Optional: If you would like to review everything displayed in the command prompt without it going away you can add one final line with the word "pause". I don't normally do this but it could be educational to check out the command prompt. Check under the Sources section below for more documentation about the pause command.

Part Three: Automation with Task Scheduler

For this final part you will need to open the Task Scheduler. To get to this you will click on the Start button and type "Control Panel" and select the Control Panel from the menu. Inside the Control Panel look for the "View by:" option and change it from "Category" to "Small icons". Then click on "Administrative Tools" and then double-click on "Task Scheduler". The Task Scheduler window will be open now. On the right side click "Create Basic Task..." under Actions.

In the "Create Basic Task" window you will be asked for a Name and Description. You may put whatever you feel is appropriate here. I am just naming mine "backup-demo". Click "Next".

You will then be asked how frequently you want this script to be run. Make whatever decision is appropriate for you. I am leaving mine set to "Daily". Click "Next".

On this screen it wants to know when you want to start this task and how often it will recur. I'll set the date and time for 5 a.m. the next day since I'm typically not using my computer at this time. I am also leaving the Recur setting at "1". Click "Next".

The next screen is asking for the action this task will perform. Select "Start a program" and click "Next".

Now you will need to add the batch script. Select the Browse button and navigate to where you have saved the batch script. Click on the file and then click "Open". You can leave the rest of the options blank. Click "Next".

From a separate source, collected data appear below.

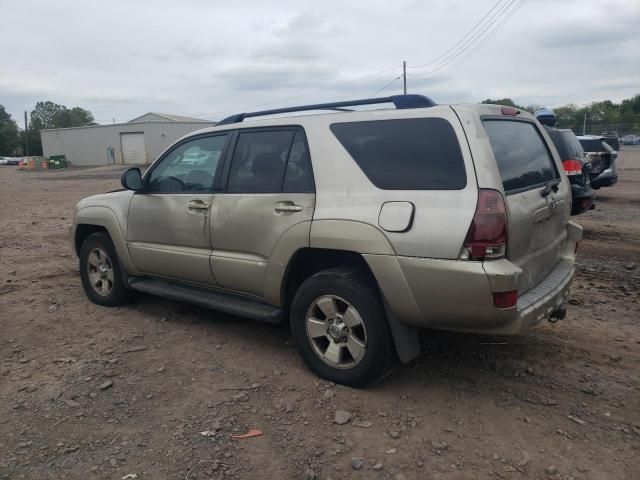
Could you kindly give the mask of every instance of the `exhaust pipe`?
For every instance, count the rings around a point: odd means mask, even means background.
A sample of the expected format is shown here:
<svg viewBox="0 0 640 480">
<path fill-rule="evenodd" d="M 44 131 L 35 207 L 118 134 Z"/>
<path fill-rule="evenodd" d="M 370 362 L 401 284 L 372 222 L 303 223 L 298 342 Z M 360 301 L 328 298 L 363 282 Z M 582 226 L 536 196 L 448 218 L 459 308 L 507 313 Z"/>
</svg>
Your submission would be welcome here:
<svg viewBox="0 0 640 480">
<path fill-rule="evenodd" d="M 563 305 L 561 307 L 556 308 L 553 312 L 551 312 L 551 315 L 549 316 L 549 321 L 551 323 L 556 323 L 558 320 L 562 320 L 566 316 L 567 316 L 567 307 Z"/>
</svg>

On the final screen, select the "Open the Properties dialog for this task when I click Finish" and click "Finish".

The Properties dialog will now be open. Select "Run with highest privileges". This will make sure the script is run as an administrator. There are a lot of other options in the Properties dialog window. Feel free to explore them, research them and make appropriate changes if you feel they make sense for you. I personally have not made any further changes than what I have already described. Click "OK" when you are done making changes.

All you can do now is wait for the next day to verify that it worked. If that worked then congrats on making it all the way through this.